Create MCP tools agents from your command line tools with one JSON file, then watch them complete your work faster with true multi-threaded tool-use agentic AI workflows. Built with a security-first philosophy, enforcing hard kernel-level boundaries by default.
- Unsafe AI terminal access: Most AI terminal workflows rely on trust prompts, not real containment. Ahma enforces kernel-level sandbox boundaries so AI can operate inside your project scope without unrestricted filesystem access.
- Agents and LLMs blocked by long-running synchronous commands: Build, test, and deploy tasks can stall an agent for minutes. Ahma runs tool calls async-first, so agents can keep planning and executing while work completes in the background.

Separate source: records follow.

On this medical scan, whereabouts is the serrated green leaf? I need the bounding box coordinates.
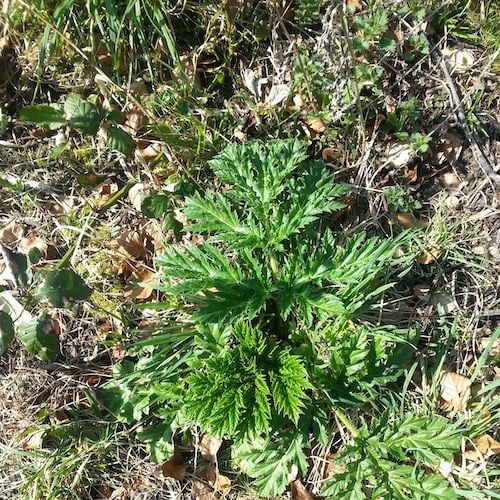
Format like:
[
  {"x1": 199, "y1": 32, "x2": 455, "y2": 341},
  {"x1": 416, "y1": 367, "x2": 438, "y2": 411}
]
[
  {"x1": 0, "y1": 311, "x2": 15, "y2": 355},
  {"x1": 18, "y1": 314, "x2": 59, "y2": 361},
  {"x1": 64, "y1": 94, "x2": 100, "y2": 135},
  {"x1": 137, "y1": 423, "x2": 174, "y2": 464},
  {"x1": 19, "y1": 104, "x2": 66, "y2": 130},
  {"x1": 2, "y1": 246, "x2": 33, "y2": 288},
  {"x1": 37, "y1": 269, "x2": 92, "y2": 307},
  {"x1": 107, "y1": 127, "x2": 134, "y2": 156}
]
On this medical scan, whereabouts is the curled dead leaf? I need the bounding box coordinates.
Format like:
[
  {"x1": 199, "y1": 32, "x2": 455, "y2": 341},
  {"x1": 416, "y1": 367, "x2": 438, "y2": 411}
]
[
  {"x1": 198, "y1": 434, "x2": 222, "y2": 463},
  {"x1": 418, "y1": 247, "x2": 441, "y2": 265},
  {"x1": 291, "y1": 479, "x2": 314, "y2": 500},
  {"x1": 128, "y1": 182, "x2": 151, "y2": 212},
  {"x1": 125, "y1": 267, "x2": 155, "y2": 300},
  {"x1": 123, "y1": 108, "x2": 145, "y2": 137},
  {"x1": 0, "y1": 220, "x2": 24, "y2": 247},
  {"x1": 439, "y1": 371, "x2": 472, "y2": 412},
  {"x1": 135, "y1": 141, "x2": 163, "y2": 163},
  {"x1": 464, "y1": 434, "x2": 500, "y2": 461},
  {"x1": 111, "y1": 229, "x2": 149, "y2": 259},
  {"x1": 385, "y1": 141, "x2": 413, "y2": 168},
  {"x1": 19, "y1": 232, "x2": 49, "y2": 259},
  {"x1": 439, "y1": 172, "x2": 462, "y2": 189},
  {"x1": 433, "y1": 130, "x2": 463, "y2": 165},
  {"x1": 391, "y1": 212, "x2": 418, "y2": 229},
  {"x1": 443, "y1": 49, "x2": 475, "y2": 73},
  {"x1": 160, "y1": 452, "x2": 187, "y2": 481}
]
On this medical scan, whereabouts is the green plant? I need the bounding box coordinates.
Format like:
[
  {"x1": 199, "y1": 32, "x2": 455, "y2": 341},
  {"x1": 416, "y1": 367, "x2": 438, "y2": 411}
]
[
  {"x1": 20, "y1": 94, "x2": 134, "y2": 156},
  {"x1": 322, "y1": 412, "x2": 461, "y2": 500},
  {"x1": 384, "y1": 186, "x2": 422, "y2": 213},
  {"x1": 103, "y1": 140, "x2": 418, "y2": 495}
]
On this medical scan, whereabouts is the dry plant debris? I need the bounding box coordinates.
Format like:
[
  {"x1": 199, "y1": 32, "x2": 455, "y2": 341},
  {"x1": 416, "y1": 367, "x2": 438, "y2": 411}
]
[{"x1": 0, "y1": 0, "x2": 500, "y2": 500}]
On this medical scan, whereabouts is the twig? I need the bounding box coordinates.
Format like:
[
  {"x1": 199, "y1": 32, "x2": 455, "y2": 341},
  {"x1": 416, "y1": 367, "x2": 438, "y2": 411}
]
[
  {"x1": 56, "y1": 181, "x2": 137, "y2": 269},
  {"x1": 439, "y1": 57, "x2": 500, "y2": 184}
]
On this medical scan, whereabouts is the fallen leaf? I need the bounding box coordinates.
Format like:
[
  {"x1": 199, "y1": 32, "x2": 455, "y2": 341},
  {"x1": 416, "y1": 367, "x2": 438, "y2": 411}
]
[
  {"x1": 418, "y1": 247, "x2": 441, "y2": 266},
  {"x1": 439, "y1": 371, "x2": 472, "y2": 412},
  {"x1": 439, "y1": 172, "x2": 462, "y2": 189},
  {"x1": 0, "y1": 220, "x2": 24, "y2": 247},
  {"x1": 347, "y1": 0, "x2": 363, "y2": 10},
  {"x1": 125, "y1": 268, "x2": 155, "y2": 300},
  {"x1": 160, "y1": 452, "x2": 187, "y2": 481},
  {"x1": 123, "y1": 108, "x2": 144, "y2": 137},
  {"x1": 292, "y1": 479, "x2": 314, "y2": 500},
  {"x1": 135, "y1": 142, "x2": 163, "y2": 163},
  {"x1": 391, "y1": 212, "x2": 418, "y2": 229},
  {"x1": 128, "y1": 182, "x2": 152, "y2": 212},
  {"x1": 443, "y1": 49, "x2": 475, "y2": 73},
  {"x1": 93, "y1": 182, "x2": 118, "y2": 207},
  {"x1": 266, "y1": 84, "x2": 290, "y2": 106},
  {"x1": 306, "y1": 118, "x2": 326, "y2": 134},
  {"x1": 198, "y1": 434, "x2": 222, "y2": 463},
  {"x1": 193, "y1": 464, "x2": 218, "y2": 500},
  {"x1": 385, "y1": 141, "x2": 413, "y2": 168},
  {"x1": 321, "y1": 148, "x2": 340, "y2": 161},
  {"x1": 413, "y1": 284, "x2": 431, "y2": 299},
  {"x1": 464, "y1": 434, "x2": 500, "y2": 460},
  {"x1": 111, "y1": 229, "x2": 149, "y2": 259},
  {"x1": 433, "y1": 130, "x2": 463, "y2": 165},
  {"x1": 432, "y1": 292, "x2": 457, "y2": 314}
]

- Slow tool onboarding for AI workflows: Ahma makes your custom tools AI-friendly. It gives you no-code JSON definitions for CLI tools, with optional hot reload during tool development when you explicitly enable
--hot-reload-tools. - Too much privilege by default: Generic shell access is often broader than needed. Ahma supports least-privilege tool definitions so you can constrain arguments and reduce blast radius.
- Do more work in less time: Light up the full capabilities of your command line tools by telling AI to split your deterministic work into multiple background operations and fire them all at once. Ahma provides operation IDs, progress notifications, and built-in controls (
status,await,cancel) for deterministic orchestration. Max concurrency is equal to the number of cores on your CPU.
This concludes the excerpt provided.